The lawsuit alleged Blackbaud's failure to implement adequate security measures and its negligent and misleading response to the breach. Investigations by the Federal Trade Commission (FTC) and the Securities and Exchange Commission (SEC) found similar failings.

See also: Blackbaud FTC settlement finalized


What was said

The class certification court document stated: “In sum, none of the methods Plaintiffs have proposed for ascertaining a class are administratively feasible on their face. Further, none of Plaintiffs’ proposed methods have eliminated the need for this Court, Defendant, or some other party to make tens of millions of individualized inquiries in order to determine whether a given individual satisfies Plaintiffs’ proposed class and sub-class definitions.”

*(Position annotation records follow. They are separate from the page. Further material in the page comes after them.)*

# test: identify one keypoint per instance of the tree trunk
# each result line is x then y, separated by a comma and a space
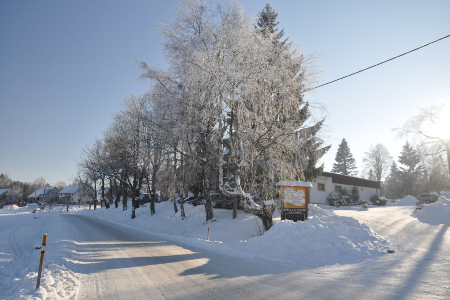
264, 211
207, 194
118, 193
95, 194
153, 193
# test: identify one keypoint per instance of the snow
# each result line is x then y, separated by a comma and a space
294, 183
407, 201
438, 213
331, 237
71, 189
41, 191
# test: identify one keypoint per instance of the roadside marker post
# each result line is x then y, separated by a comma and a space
41, 263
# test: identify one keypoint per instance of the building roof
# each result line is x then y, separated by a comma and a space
41, 191
350, 180
71, 189
294, 183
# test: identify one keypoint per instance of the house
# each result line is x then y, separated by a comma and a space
48, 194
329, 183
73, 194
3, 193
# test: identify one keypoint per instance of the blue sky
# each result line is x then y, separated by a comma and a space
66, 66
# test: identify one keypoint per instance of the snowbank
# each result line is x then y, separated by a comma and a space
325, 238
435, 213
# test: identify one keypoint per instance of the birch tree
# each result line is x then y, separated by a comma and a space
231, 86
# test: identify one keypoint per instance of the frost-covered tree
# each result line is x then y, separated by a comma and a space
229, 86
5, 181
377, 160
267, 24
410, 169
345, 162
430, 128
393, 185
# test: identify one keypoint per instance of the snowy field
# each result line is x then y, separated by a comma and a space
333, 241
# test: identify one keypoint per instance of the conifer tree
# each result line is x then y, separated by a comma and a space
345, 163
411, 169
267, 23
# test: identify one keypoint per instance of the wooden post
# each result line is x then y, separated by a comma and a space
41, 263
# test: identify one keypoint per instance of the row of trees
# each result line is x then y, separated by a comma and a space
18, 190
227, 116
420, 168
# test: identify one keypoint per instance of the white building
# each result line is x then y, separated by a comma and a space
47, 194
328, 183
73, 194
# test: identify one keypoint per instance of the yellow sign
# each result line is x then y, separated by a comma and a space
294, 196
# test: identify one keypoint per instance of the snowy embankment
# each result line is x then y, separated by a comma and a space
325, 239
21, 234
436, 213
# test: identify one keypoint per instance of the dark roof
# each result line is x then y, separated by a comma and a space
349, 180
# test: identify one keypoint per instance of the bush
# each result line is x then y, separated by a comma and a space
377, 200
335, 199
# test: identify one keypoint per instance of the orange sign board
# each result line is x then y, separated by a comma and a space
294, 196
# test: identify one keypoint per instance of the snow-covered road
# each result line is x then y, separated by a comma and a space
337, 254
122, 263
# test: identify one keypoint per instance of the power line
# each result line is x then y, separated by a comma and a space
378, 63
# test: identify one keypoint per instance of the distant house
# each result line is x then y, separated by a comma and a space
328, 183
73, 194
48, 194
3, 193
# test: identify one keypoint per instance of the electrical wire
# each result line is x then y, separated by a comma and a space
379, 63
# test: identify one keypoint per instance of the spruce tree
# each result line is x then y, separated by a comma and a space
267, 24
411, 169
345, 163
309, 152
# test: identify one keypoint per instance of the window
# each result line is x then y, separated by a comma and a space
321, 187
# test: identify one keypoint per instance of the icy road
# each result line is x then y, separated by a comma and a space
89, 257
123, 263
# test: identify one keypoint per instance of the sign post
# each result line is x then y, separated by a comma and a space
294, 200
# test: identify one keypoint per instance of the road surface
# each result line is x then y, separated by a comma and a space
118, 262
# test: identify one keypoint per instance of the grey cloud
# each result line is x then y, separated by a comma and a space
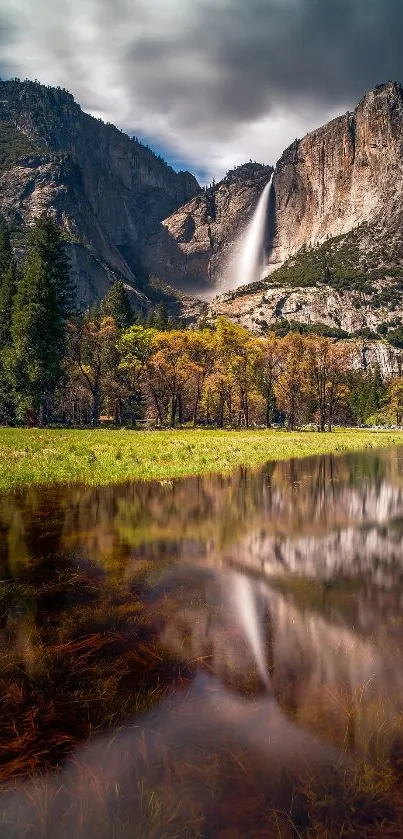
196, 75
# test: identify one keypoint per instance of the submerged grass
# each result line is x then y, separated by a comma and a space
96, 457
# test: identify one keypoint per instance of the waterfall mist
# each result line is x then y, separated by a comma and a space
250, 263
246, 604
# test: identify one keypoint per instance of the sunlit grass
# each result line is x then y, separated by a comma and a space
95, 457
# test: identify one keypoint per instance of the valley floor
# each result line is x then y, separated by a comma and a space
96, 457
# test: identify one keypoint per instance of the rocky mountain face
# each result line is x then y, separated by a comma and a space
194, 246
108, 192
334, 245
335, 254
342, 175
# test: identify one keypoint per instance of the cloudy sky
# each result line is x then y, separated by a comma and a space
209, 83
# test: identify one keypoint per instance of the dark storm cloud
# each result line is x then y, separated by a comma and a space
197, 75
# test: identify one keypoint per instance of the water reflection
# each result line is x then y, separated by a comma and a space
255, 619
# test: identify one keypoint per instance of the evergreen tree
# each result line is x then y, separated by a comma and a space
7, 286
117, 305
38, 327
7, 292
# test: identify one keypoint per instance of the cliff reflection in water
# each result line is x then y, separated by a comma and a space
143, 576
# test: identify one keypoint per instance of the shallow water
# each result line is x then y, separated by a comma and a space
137, 698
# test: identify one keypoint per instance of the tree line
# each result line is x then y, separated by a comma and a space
60, 366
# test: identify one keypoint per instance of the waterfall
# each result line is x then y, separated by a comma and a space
244, 598
250, 264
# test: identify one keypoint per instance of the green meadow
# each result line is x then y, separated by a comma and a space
103, 456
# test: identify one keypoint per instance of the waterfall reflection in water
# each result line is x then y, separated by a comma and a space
121, 600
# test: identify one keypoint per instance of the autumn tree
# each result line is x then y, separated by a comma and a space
271, 361
327, 365
394, 400
135, 346
290, 386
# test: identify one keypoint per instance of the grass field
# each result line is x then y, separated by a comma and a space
39, 456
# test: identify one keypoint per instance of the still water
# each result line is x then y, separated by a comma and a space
210, 657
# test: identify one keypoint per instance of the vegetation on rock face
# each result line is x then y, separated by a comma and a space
14, 145
341, 264
112, 365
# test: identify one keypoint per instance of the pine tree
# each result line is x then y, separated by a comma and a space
38, 327
7, 286
117, 305
7, 292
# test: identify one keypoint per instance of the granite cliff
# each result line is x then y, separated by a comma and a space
334, 246
108, 191
194, 246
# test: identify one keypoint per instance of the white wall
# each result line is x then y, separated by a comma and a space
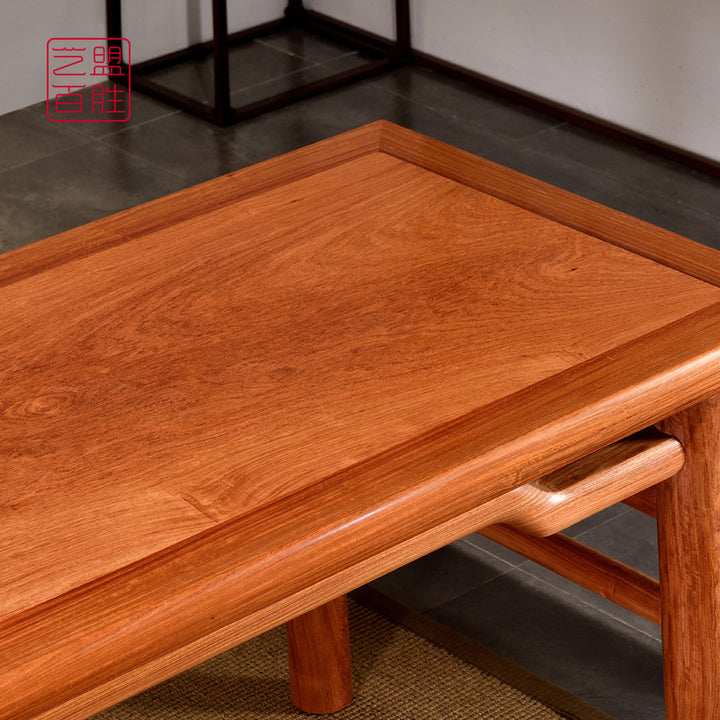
652, 66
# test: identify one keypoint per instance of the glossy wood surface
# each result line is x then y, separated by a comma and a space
226, 406
319, 658
584, 565
688, 509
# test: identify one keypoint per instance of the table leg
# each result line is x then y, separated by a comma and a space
688, 508
319, 654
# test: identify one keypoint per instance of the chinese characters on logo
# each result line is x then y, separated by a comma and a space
76, 69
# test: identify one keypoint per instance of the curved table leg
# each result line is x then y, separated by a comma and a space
688, 511
319, 654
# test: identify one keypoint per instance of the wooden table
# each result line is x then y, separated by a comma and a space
227, 407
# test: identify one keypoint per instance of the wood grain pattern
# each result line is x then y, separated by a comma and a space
644, 501
591, 484
586, 566
311, 372
688, 508
257, 327
602, 222
319, 658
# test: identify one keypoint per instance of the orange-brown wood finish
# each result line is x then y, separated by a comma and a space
587, 567
319, 655
227, 407
644, 501
688, 508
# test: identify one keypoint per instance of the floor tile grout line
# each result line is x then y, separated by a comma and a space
579, 599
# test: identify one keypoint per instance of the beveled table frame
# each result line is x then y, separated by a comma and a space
107, 640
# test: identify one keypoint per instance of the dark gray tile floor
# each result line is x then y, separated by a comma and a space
55, 176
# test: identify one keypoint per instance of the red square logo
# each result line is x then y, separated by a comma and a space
88, 79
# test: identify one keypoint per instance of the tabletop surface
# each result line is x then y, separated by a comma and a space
216, 363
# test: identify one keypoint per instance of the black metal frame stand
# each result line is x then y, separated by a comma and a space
384, 55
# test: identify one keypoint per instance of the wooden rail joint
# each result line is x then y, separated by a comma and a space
593, 483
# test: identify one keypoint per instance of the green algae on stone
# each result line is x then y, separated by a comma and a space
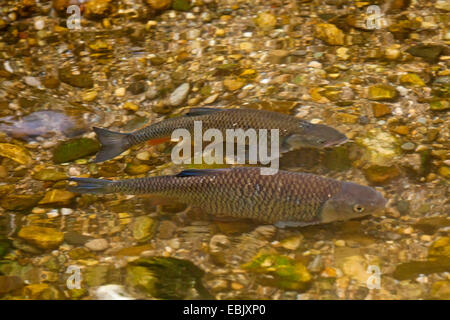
42, 291
20, 202
167, 278
42, 237
143, 228
382, 92
283, 272
75, 149
49, 175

See also: HIPAA Compliant Email: The Definitive Guide



What is a class action?

A class action is a lawsuit where a group of people with similar claims collectively bring a case against a defendant.


What did Blackbaud do wrong?

Blackbaud failed to implement adequate cybersecurity measures and misrepresented the extent and impact of a ransomware attack that compromised sensitive data.


Why did the FTC have to investigate?

The FTC had to investigate Blackbaud due to potential violations of the FTC Act, including inadequate security practices and misleading statements about the data breach.